Un, deux, trois, quatre, voici les mêmes coups de corne.
Puis un, deux, trois. Puis encore, quatre coups de corne, aussi posées, opiniâtres, un peu moins de quatre petites secondes.
Puis des roucoulements.
Deux pigeons volent dans le ciel bleu — cendré encore sur l'horizon de l'ouest. Le soleil est déjà chaud. Il est 7 heures.

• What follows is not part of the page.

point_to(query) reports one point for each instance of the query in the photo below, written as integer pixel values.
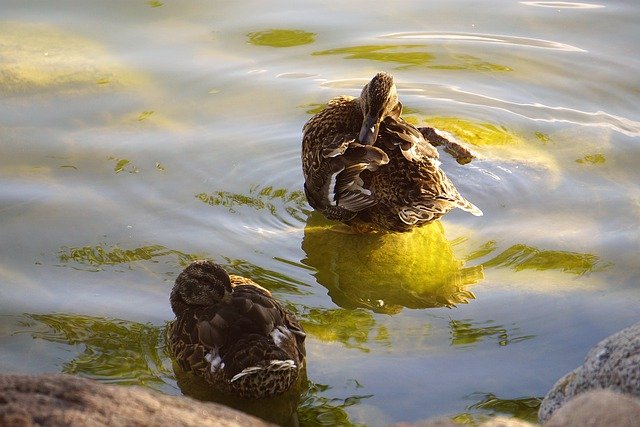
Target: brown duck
(367, 167)
(233, 333)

L'est a perdu ses tons rosés, le soleil, déchiqueté par le cèdre, est d'un orange vif. Depuis longtemps, les poubelles ont passé, les premières rumeurs de la rues, premières voitures, premières voix. J'ai pensé à toi — peut-être parce que nous sommes à la fin juillet, ou parce que j'ai pensé au temps, le temps qu'il nous faut — qu'il nous faudrait, qu'il nous aurait fallu pour nous apprivoiser.
Rien à voir avec la choucroute.
Je m'intéresse aux produits fermentés, depuis quelque temps, je lis, j'expérimente, je fais du pain.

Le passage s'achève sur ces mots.